The visual renditions of the Cape Coral Yacht Club rebuild are everything promised — and more.
Prepared by Kimley-Horn and Sweet Sparkman Architects, the presentation at Wednesday’s Cape Coral City Council workshop fulfilled the city’s vision of a resort-style complex to include a two-story community center capable of handing everything from small club or business meetings to two large-scale events at once; a resort-style pool and a nearby children’s water feature; an expanded beach; a new marina with 150 boat slips and nearly four dozen boat trailer parking spaces; and yes, the four-level parking garage to accommodate the type of traffic the city hopes its “destination” hub will attract.
The wow factor was there.
The money, from council’s perspective, was not.
The price estimate for the rebuild ticked in at $196 million, not including the $5 million cost of replacing the pier destroyed by Hurricane Ian. That estimate is lower than the $225 million talked about in October — and much lower than the guestimate of “closer to $300 million” then proffered by Mayor John Gunter — but council had a collective question: How to pay for the dream.
Put another way, how much debt does the city want to incur and how should that debt be structured — and let’s not forget — who pays and how and how much?
Council’s consensus was to ask City Manager Michael Ilczyszyn to look again at funding strategies and a possible phased-in approach to the project itself.
We understand council’s concerns.
Last go-around in October, council asked city staff to explore public-private partnerships — essentially types of concessionaire agreements such as the one the city has with a Kerns Restaurant Group LLC to rebuild the Boathouse Tiki Bar & Grill and operate the planned fuel pumps at the complex — to offset some of the costs.
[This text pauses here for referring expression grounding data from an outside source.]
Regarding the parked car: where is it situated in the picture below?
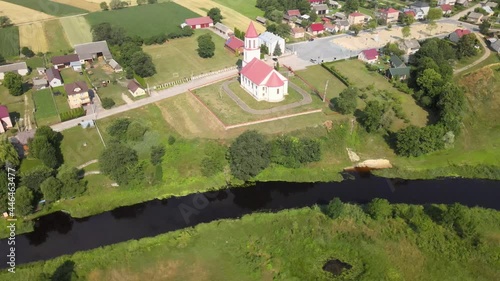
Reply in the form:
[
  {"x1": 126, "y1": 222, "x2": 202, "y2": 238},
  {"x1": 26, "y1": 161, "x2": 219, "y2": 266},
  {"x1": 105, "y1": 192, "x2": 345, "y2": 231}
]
[{"x1": 309, "y1": 38, "x2": 314, "y2": 41}]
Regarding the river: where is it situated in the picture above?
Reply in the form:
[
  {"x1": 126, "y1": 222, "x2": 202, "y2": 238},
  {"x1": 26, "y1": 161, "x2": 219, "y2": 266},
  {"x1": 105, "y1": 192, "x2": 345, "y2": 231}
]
[{"x1": 1, "y1": 175, "x2": 499, "y2": 267}]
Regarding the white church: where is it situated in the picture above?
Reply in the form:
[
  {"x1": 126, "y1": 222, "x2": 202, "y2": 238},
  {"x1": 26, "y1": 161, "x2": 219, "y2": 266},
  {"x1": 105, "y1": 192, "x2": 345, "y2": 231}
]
[{"x1": 239, "y1": 22, "x2": 288, "y2": 102}]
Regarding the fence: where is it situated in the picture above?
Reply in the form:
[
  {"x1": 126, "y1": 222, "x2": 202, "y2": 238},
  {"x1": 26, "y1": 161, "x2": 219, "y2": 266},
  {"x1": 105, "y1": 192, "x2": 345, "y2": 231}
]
[
  {"x1": 282, "y1": 64, "x2": 324, "y2": 101},
  {"x1": 152, "y1": 66, "x2": 238, "y2": 91}
]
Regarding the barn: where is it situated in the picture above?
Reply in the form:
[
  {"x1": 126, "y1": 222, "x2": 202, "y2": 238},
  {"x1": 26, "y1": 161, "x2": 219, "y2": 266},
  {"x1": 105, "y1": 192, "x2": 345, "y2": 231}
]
[{"x1": 185, "y1": 16, "x2": 214, "y2": 29}]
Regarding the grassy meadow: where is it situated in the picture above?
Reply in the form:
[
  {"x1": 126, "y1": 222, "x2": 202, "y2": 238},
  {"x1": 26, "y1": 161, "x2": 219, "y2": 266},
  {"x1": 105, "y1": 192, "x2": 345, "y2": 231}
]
[
  {"x1": 0, "y1": 26, "x2": 20, "y2": 58},
  {"x1": 211, "y1": 0, "x2": 263, "y2": 19},
  {"x1": 60, "y1": 16, "x2": 93, "y2": 46},
  {"x1": 43, "y1": 19, "x2": 72, "y2": 54},
  {"x1": 32, "y1": 88, "x2": 59, "y2": 125},
  {"x1": 60, "y1": 126, "x2": 105, "y2": 168},
  {"x1": 85, "y1": 2, "x2": 199, "y2": 38},
  {"x1": 6, "y1": 205, "x2": 500, "y2": 281},
  {"x1": 2, "y1": 0, "x2": 88, "y2": 16}
]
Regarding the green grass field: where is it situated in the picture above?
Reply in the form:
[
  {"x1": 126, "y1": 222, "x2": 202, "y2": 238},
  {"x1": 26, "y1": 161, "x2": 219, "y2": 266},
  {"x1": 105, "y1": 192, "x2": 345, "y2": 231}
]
[
  {"x1": 60, "y1": 68, "x2": 82, "y2": 84},
  {"x1": 0, "y1": 86, "x2": 24, "y2": 120},
  {"x1": 6, "y1": 205, "x2": 500, "y2": 281},
  {"x1": 2, "y1": 0, "x2": 88, "y2": 16},
  {"x1": 293, "y1": 65, "x2": 347, "y2": 101},
  {"x1": 144, "y1": 30, "x2": 237, "y2": 85},
  {"x1": 0, "y1": 26, "x2": 20, "y2": 58},
  {"x1": 211, "y1": 0, "x2": 263, "y2": 19},
  {"x1": 51, "y1": 86, "x2": 71, "y2": 113},
  {"x1": 43, "y1": 19, "x2": 72, "y2": 54},
  {"x1": 32, "y1": 88, "x2": 59, "y2": 125},
  {"x1": 60, "y1": 126, "x2": 105, "y2": 168},
  {"x1": 85, "y1": 2, "x2": 199, "y2": 38},
  {"x1": 60, "y1": 16, "x2": 92, "y2": 46}
]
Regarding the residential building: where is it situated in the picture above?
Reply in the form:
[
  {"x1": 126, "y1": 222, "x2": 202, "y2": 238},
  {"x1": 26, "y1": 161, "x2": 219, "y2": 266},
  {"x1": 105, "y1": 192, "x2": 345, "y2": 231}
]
[
  {"x1": 489, "y1": 39, "x2": 500, "y2": 53},
  {"x1": 308, "y1": 23, "x2": 325, "y2": 35},
  {"x1": 398, "y1": 39, "x2": 421, "y2": 55},
  {"x1": 240, "y1": 22, "x2": 288, "y2": 102},
  {"x1": 225, "y1": 36, "x2": 245, "y2": 53},
  {"x1": 0, "y1": 62, "x2": 29, "y2": 80},
  {"x1": 358, "y1": 48, "x2": 379, "y2": 63},
  {"x1": 0, "y1": 105, "x2": 13, "y2": 134},
  {"x1": 378, "y1": 8, "x2": 400, "y2": 24},
  {"x1": 448, "y1": 29, "x2": 471, "y2": 43},
  {"x1": 33, "y1": 78, "x2": 48, "y2": 90},
  {"x1": 329, "y1": 1, "x2": 342, "y2": 8},
  {"x1": 70, "y1": 61, "x2": 82, "y2": 71},
  {"x1": 46, "y1": 68, "x2": 63, "y2": 87},
  {"x1": 324, "y1": 23, "x2": 339, "y2": 33},
  {"x1": 309, "y1": 0, "x2": 324, "y2": 4},
  {"x1": 440, "y1": 4, "x2": 453, "y2": 15},
  {"x1": 334, "y1": 12, "x2": 347, "y2": 20},
  {"x1": 390, "y1": 55, "x2": 406, "y2": 68},
  {"x1": 335, "y1": 20, "x2": 350, "y2": 31},
  {"x1": 410, "y1": 2, "x2": 430, "y2": 16},
  {"x1": 387, "y1": 67, "x2": 411, "y2": 80},
  {"x1": 108, "y1": 59, "x2": 122, "y2": 72},
  {"x1": 467, "y1": 12, "x2": 484, "y2": 23},
  {"x1": 404, "y1": 10, "x2": 417, "y2": 20},
  {"x1": 259, "y1": 32, "x2": 286, "y2": 56},
  {"x1": 312, "y1": 4, "x2": 329, "y2": 15},
  {"x1": 348, "y1": 12, "x2": 366, "y2": 25},
  {"x1": 74, "y1": 41, "x2": 113, "y2": 62},
  {"x1": 456, "y1": 0, "x2": 469, "y2": 6},
  {"x1": 481, "y1": 6, "x2": 494, "y2": 16},
  {"x1": 214, "y1": 22, "x2": 233, "y2": 37},
  {"x1": 64, "y1": 81, "x2": 91, "y2": 109},
  {"x1": 438, "y1": 0, "x2": 456, "y2": 5},
  {"x1": 287, "y1": 9, "x2": 301, "y2": 17},
  {"x1": 127, "y1": 80, "x2": 147, "y2": 97},
  {"x1": 291, "y1": 27, "x2": 305, "y2": 38},
  {"x1": 485, "y1": 1, "x2": 498, "y2": 8},
  {"x1": 184, "y1": 16, "x2": 213, "y2": 29},
  {"x1": 51, "y1": 54, "x2": 80, "y2": 69}
]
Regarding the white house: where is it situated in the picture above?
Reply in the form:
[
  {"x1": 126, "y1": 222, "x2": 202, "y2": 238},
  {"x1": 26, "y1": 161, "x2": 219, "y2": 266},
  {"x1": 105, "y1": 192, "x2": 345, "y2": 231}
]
[
  {"x1": 46, "y1": 68, "x2": 63, "y2": 87},
  {"x1": 410, "y1": 2, "x2": 430, "y2": 18},
  {"x1": 438, "y1": 0, "x2": 456, "y2": 5},
  {"x1": 240, "y1": 22, "x2": 288, "y2": 102},
  {"x1": 259, "y1": 31, "x2": 286, "y2": 56},
  {"x1": 0, "y1": 62, "x2": 28, "y2": 80},
  {"x1": 398, "y1": 39, "x2": 421, "y2": 55},
  {"x1": 127, "y1": 80, "x2": 146, "y2": 97}
]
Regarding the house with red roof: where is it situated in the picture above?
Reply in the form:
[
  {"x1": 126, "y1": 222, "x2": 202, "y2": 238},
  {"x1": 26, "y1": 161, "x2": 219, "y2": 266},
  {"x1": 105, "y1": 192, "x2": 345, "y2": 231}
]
[
  {"x1": 0, "y1": 105, "x2": 13, "y2": 134},
  {"x1": 225, "y1": 36, "x2": 244, "y2": 54},
  {"x1": 448, "y1": 29, "x2": 471, "y2": 43},
  {"x1": 184, "y1": 16, "x2": 213, "y2": 29},
  {"x1": 377, "y1": 7, "x2": 400, "y2": 24},
  {"x1": 404, "y1": 10, "x2": 416, "y2": 18},
  {"x1": 358, "y1": 48, "x2": 379, "y2": 64},
  {"x1": 308, "y1": 23, "x2": 325, "y2": 35},
  {"x1": 287, "y1": 9, "x2": 301, "y2": 17},
  {"x1": 439, "y1": 4, "x2": 453, "y2": 15},
  {"x1": 309, "y1": 0, "x2": 324, "y2": 4},
  {"x1": 348, "y1": 12, "x2": 367, "y2": 25},
  {"x1": 240, "y1": 22, "x2": 288, "y2": 102}
]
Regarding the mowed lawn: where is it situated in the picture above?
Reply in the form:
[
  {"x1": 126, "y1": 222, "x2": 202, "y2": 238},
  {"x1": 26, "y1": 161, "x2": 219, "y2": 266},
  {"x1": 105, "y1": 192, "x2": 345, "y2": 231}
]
[
  {"x1": 0, "y1": 26, "x2": 20, "y2": 58},
  {"x1": 2, "y1": 0, "x2": 88, "y2": 16},
  {"x1": 32, "y1": 88, "x2": 59, "y2": 125},
  {"x1": 144, "y1": 30, "x2": 238, "y2": 85},
  {"x1": 211, "y1": 0, "x2": 263, "y2": 19},
  {"x1": 294, "y1": 65, "x2": 348, "y2": 101},
  {"x1": 44, "y1": 19, "x2": 72, "y2": 54},
  {"x1": 85, "y1": 2, "x2": 199, "y2": 38},
  {"x1": 0, "y1": 86, "x2": 24, "y2": 121},
  {"x1": 60, "y1": 126, "x2": 105, "y2": 167},
  {"x1": 60, "y1": 16, "x2": 93, "y2": 45}
]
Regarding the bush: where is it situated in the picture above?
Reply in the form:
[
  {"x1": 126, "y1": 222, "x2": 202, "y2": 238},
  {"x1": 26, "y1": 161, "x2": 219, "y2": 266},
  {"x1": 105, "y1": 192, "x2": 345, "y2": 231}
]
[
  {"x1": 101, "y1": 97, "x2": 115, "y2": 109},
  {"x1": 21, "y1": 47, "x2": 35, "y2": 58},
  {"x1": 60, "y1": 108, "x2": 85, "y2": 122},
  {"x1": 150, "y1": 145, "x2": 166, "y2": 165},
  {"x1": 325, "y1": 198, "x2": 344, "y2": 219},
  {"x1": 366, "y1": 198, "x2": 392, "y2": 220},
  {"x1": 321, "y1": 63, "x2": 350, "y2": 86},
  {"x1": 168, "y1": 136, "x2": 176, "y2": 145},
  {"x1": 126, "y1": 122, "x2": 147, "y2": 141},
  {"x1": 107, "y1": 118, "x2": 131, "y2": 139}
]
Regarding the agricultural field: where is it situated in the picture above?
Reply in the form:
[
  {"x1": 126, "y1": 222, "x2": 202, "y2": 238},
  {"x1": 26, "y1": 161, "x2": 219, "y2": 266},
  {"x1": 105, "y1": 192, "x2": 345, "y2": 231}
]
[
  {"x1": 32, "y1": 88, "x2": 59, "y2": 126},
  {"x1": 43, "y1": 19, "x2": 72, "y2": 54},
  {"x1": 0, "y1": 26, "x2": 19, "y2": 58},
  {"x1": 85, "y1": 2, "x2": 199, "y2": 38},
  {"x1": 2, "y1": 0, "x2": 88, "y2": 16},
  {"x1": 144, "y1": 30, "x2": 237, "y2": 85},
  {"x1": 60, "y1": 16, "x2": 93, "y2": 45},
  {"x1": 0, "y1": 1, "x2": 54, "y2": 24},
  {"x1": 171, "y1": 0, "x2": 266, "y2": 34},
  {"x1": 210, "y1": 0, "x2": 263, "y2": 19},
  {"x1": 19, "y1": 22, "x2": 49, "y2": 53},
  {"x1": 53, "y1": 0, "x2": 100, "y2": 12},
  {"x1": 85, "y1": 0, "x2": 140, "y2": 6}
]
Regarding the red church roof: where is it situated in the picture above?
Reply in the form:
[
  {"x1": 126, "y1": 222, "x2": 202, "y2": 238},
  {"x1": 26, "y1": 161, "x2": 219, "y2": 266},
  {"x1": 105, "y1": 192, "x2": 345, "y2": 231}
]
[
  {"x1": 440, "y1": 4, "x2": 452, "y2": 11},
  {"x1": 362, "y1": 48, "x2": 378, "y2": 60},
  {"x1": 266, "y1": 72, "x2": 284, "y2": 87},
  {"x1": 185, "y1": 16, "x2": 213, "y2": 26},
  {"x1": 310, "y1": 23, "x2": 325, "y2": 32},
  {"x1": 454, "y1": 29, "x2": 471, "y2": 38},
  {"x1": 241, "y1": 58, "x2": 274, "y2": 85},
  {"x1": 245, "y1": 22, "x2": 259, "y2": 38},
  {"x1": 0, "y1": 105, "x2": 9, "y2": 119},
  {"x1": 225, "y1": 36, "x2": 244, "y2": 51}
]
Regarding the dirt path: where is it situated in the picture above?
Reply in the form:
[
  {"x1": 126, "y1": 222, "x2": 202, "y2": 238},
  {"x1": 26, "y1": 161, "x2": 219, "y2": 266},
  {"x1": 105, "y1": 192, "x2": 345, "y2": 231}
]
[
  {"x1": 77, "y1": 159, "x2": 98, "y2": 169},
  {"x1": 83, "y1": 171, "x2": 101, "y2": 176},
  {"x1": 455, "y1": 33, "x2": 492, "y2": 75}
]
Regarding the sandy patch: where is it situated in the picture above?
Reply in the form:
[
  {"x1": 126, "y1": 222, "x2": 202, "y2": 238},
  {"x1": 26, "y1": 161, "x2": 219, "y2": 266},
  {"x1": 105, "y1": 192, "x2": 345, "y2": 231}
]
[
  {"x1": 173, "y1": 0, "x2": 266, "y2": 34},
  {"x1": 0, "y1": 1, "x2": 54, "y2": 24},
  {"x1": 346, "y1": 148, "x2": 360, "y2": 162},
  {"x1": 19, "y1": 22, "x2": 49, "y2": 52},
  {"x1": 53, "y1": 0, "x2": 100, "y2": 12},
  {"x1": 333, "y1": 23, "x2": 459, "y2": 51},
  {"x1": 355, "y1": 159, "x2": 393, "y2": 169}
]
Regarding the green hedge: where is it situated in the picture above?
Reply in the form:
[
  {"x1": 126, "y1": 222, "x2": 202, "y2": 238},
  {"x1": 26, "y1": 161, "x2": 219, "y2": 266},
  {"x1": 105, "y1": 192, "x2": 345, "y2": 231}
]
[
  {"x1": 134, "y1": 73, "x2": 147, "y2": 88},
  {"x1": 60, "y1": 107, "x2": 85, "y2": 122},
  {"x1": 321, "y1": 63, "x2": 351, "y2": 87}
]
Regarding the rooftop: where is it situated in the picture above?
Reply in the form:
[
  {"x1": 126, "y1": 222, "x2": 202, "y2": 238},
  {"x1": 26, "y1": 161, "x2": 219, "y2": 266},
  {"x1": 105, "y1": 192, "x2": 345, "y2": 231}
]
[
  {"x1": 127, "y1": 80, "x2": 142, "y2": 92},
  {"x1": 362, "y1": 48, "x2": 378, "y2": 60},
  {"x1": 0, "y1": 62, "x2": 28, "y2": 73},
  {"x1": 312, "y1": 4, "x2": 329, "y2": 11},
  {"x1": 259, "y1": 31, "x2": 283, "y2": 43},
  {"x1": 350, "y1": 12, "x2": 365, "y2": 17},
  {"x1": 185, "y1": 16, "x2": 213, "y2": 26},
  {"x1": 74, "y1": 41, "x2": 113, "y2": 61},
  {"x1": 0, "y1": 105, "x2": 9, "y2": 119},
  {"x1": 214, "y1": 22, "x2": 232, "y2": 33},
  {"x1": 310, "y1": 23, "x2": 325, "y2": 32},
  {"x1": 246, "y1": 22, "x2": 259, "y2": 38},
  {"x1": 46, "y1": 68, "x2": 62, "y2": 82},
  {"x1": 241, "y1": 58, "x2": 274, "y2": 85},
  {"x1": 225, "y1": 36, "x2": 244, "y2": 51},
  {"x1": 51, "y1": 54, "x2": 79, "y2": 65},
  {"x1": 64, "y1": 81, "x2": 89, "y2": 95}
]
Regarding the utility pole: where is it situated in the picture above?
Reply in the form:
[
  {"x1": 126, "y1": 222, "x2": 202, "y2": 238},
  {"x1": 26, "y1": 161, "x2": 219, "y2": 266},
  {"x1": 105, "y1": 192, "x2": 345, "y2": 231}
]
[{"x1": 323, "y1": 80, "x2": 329, "y2": 103}]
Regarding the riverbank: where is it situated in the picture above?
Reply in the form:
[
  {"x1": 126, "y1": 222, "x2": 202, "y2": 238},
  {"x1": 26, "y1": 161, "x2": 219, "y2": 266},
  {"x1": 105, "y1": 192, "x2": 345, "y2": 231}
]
[{"x1": 3, "y1": 203, "x2": 499, "y2": 280}]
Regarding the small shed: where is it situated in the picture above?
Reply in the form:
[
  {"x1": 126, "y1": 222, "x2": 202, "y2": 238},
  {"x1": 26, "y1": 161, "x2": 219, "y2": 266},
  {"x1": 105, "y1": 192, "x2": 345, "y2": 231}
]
[
  {"x1": 79, "y1": 120, "x2": 95, "y2": 128},
  {"x1": 256, "y1": 16, "x2": 267, "y2": 25},
  {"x1": 33, "y1": 78, "x2": 48, "y2": 90},
  {"x1": 214, "y1": 22, "x2": 233, "y2": 37},
  {"x1": 108, "y1": 59, "x2": 123, "y2": 73}
]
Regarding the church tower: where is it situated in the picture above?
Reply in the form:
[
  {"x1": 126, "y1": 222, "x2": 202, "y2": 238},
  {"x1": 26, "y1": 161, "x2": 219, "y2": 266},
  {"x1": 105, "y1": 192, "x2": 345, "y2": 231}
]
[{"x1": 242, "y1": 22, "x2": 260, "y2": 68}]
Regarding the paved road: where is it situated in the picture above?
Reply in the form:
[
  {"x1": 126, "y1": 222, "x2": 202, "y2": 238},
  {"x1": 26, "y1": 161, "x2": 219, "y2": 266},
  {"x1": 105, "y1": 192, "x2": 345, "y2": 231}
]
[
  {"x1": 222, "y1": 79, "x2": 312, "y2": 115},
  {"x1": 51, "y1": 69, "x2": 239, "y2": 131},
  {"x1": 455, "y1": 33, "x2": 492, "y2": 74}
]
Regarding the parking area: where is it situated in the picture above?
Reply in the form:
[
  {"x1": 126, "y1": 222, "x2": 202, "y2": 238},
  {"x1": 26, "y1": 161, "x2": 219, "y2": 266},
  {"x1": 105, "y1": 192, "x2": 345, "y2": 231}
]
[{"x1": 288, "y1": 35, "x2": 360, "y2": 63}]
The city’s Request for Information effort did not draw any response.
Meanwhile, pols at the state level are pandering to the public with yet more yak of eliminating property taxes, which municipalities rely upon, but not offering — at least not publicly — a replacement vehicle because, well, you know, cities and counties can simply just cut the fat.
The how-to-fund-it ball is back in staff’s hands.
Taxpayers citywide are waiting to see how they play it.